Interesting take. I was looking at them more in terms of the intended audience of the content that they broadcast (mainstream, specialist) and ownership structure (private, commercial).
TF1, BBC One, and TV2 Denmark do get similar ratings relative to their respective competitors though.
FWIW, I may be wrong but if BBC One and ITV1 are competitors to each other as they're intended to be mainstream channels, BBC Two and Channel 4 seem to be competitors to each other in that they have more specialist content. Further, I believe ITV1 came before BBC Two.
Yes - ITV came before BBC Two (it launched 405 not 625, though it was Band III not Band I so you needed a new aerial and/or TV or bolt-on adaptor in many cases to receive it), but if you are looking at the Danish context, it's difficult to map the channels. DR2 is still really new, and TV2 is much closer to a BBC or C4 channel than ITV as it's government-owned and much more public service than ITV?
I think the reality is that it's really difficult to try and map other countries' channels to a UK context, as they don't exist in a UK context. In Sweden, for instance, there were no domestic commercial TV channels for many, many years (TV3 was beamed in from the UK to get round the Swedish commercial TV rules), and TV4 (which you can kind of equate to ITV in being the main commercial network in Sweden, didn't exist until 30+ years after ITV started in the UK)
Plus the heritage of channels is different, and many countries, like the UK, Sweden, France, Norway, Denmark etc. launched TV services with just a single channel doing all content. Two of the three Scandinavian countries (Sweden is an exception) for many years only had one channel broadcast by their main public service broadcaster, with secondary and tertiary channels only launching once multichannel satellite and then digital TV was launched (DR2 & NRK2 only launched in 1996 for instance) and have far less unque identities and heritage than BBC Two for instance, which launched 30 years earlier.

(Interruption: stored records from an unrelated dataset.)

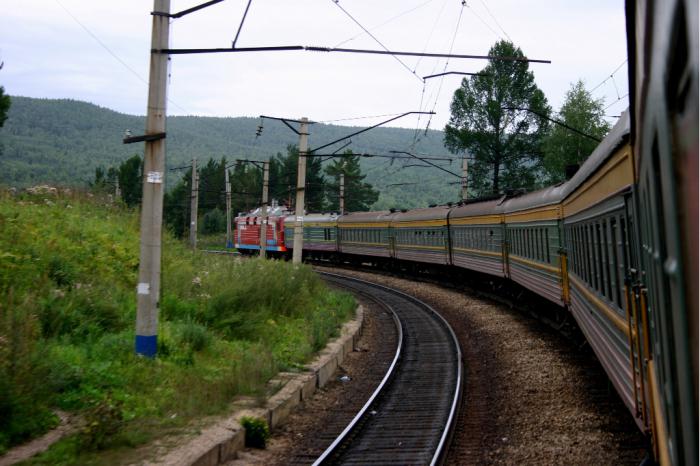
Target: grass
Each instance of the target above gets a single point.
(68, 270)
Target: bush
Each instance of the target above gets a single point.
(256, 432)
(214, 221)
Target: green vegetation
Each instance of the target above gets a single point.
(488, 124)
(359, 196)
(68, 268)
(60, 141)
(4, 104)
(563, 147)
(256, 432)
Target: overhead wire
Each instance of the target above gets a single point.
(619, 99)
(495, 20)
(384, 23)
(416, 138)
(484, 22)
(112, 53)
(375, 39)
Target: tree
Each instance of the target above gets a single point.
(176, 206)
(283, 180)
(212, 187)
(4, 106)
(359, 196)
(505, 142)
(564, 147)
(130, 177)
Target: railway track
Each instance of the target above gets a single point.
(409, 418)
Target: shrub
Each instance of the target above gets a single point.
(214, 221)
(256, 432)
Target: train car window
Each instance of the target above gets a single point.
(581, 252)
(572, 243)
(595, 234)
(605, 232)
(601, 259)
(592, 254)
(619, 257)
(612, 251)
(586, 256)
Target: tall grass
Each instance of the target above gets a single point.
(68, 269)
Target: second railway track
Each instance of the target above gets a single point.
(409, 418)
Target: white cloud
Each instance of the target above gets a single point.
(47, 54)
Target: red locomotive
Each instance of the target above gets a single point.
(247, 231)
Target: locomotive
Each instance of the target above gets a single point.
(615, 246)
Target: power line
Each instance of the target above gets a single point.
(484, 22)
(385, 22)
(313, 48)
(114, 55)
(430, 36)
(495, 20)
(447, 62)
(375, 39)
(619, 99)
(610, 76)
(359, 118)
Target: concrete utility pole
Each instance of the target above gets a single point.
(194, 203)
(342, 193)
(301, 182)
(263, 212)
(148, 289)
(229, 242)
(464, 179)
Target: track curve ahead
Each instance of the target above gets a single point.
(408, 420)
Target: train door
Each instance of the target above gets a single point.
(507, 235)
(667, 154)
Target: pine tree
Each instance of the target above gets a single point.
(564, 147)
(505, 142)
(359, 196)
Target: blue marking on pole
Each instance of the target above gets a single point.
(147, 345)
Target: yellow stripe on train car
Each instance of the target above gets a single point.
(612, 316)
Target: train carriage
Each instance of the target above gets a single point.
(597, 225)
(476, 236)
(366, 234)
(320, 233)
(533, 244)
(421, 235)
(246, 234)
(663, 82)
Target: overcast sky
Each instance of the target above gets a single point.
(98, 51)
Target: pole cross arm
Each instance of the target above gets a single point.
(187, 11)
(145, 137)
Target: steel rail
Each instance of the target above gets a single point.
(447, 429)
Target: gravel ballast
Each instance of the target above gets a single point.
(531, 396)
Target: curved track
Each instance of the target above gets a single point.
(409, 418)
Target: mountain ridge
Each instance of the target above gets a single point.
(63, 141)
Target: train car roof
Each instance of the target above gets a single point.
(315, 217)
(476, 208)
(428, 213)
(542, 197)
(380, 216)
(615, 138)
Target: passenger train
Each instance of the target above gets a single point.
(615, 246)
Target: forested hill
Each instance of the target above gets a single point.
(63, 141)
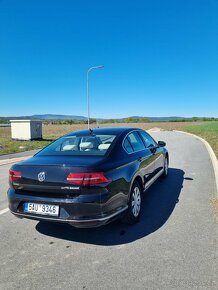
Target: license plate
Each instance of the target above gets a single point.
(44, 209)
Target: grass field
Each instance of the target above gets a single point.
(206, 130)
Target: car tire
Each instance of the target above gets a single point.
(132, 214)
(166, 165)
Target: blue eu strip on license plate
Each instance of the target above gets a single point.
(41, 209)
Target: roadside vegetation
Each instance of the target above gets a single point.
(51, 131)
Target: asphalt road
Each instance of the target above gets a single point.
(173, 247)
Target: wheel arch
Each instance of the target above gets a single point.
(139, 179)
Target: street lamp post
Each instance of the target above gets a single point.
(87, 84)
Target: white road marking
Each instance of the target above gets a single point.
(4, 211)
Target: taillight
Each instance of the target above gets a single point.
(90, 178)
(14, 175)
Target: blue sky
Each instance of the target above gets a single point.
(160, 57)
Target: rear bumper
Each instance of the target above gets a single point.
(82, 211)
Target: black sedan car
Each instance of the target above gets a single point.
(88, 178)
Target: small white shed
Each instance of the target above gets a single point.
(26, 129)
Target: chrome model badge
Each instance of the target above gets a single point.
(41, 176)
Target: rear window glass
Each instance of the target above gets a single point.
(80, 145)
(136, 142)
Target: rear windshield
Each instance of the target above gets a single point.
(80, 145)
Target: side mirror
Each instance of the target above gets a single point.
(161, 143)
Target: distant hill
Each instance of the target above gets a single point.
(56, 117)
(82, 118)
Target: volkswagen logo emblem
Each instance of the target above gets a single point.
(41, 176)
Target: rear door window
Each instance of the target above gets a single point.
(135, 142)
(149, 141)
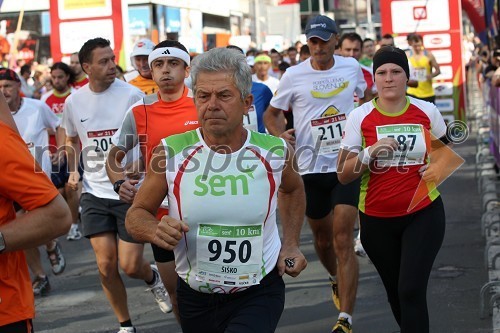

SVT2 started in a very different way to BBC Two (for years the then 'TV2' in Sweden was encouraged to compete with the original SVT 'Kanal 1' service, and they were editorially independent of each other within Sveriges Radio/Television, and TV2 (these days branded SVT2) - was more popular than the first channel, and was able to carry regional content (Kanal 1 was VHF, TV2 - like BBC Two - was UHF and thus more regionalised). It wasn't until TV4 launched in Sweden in the 90s that SVT2 stopped being the most popular channel in Sweden, and the two channels were revamped and became much more integrated with each other.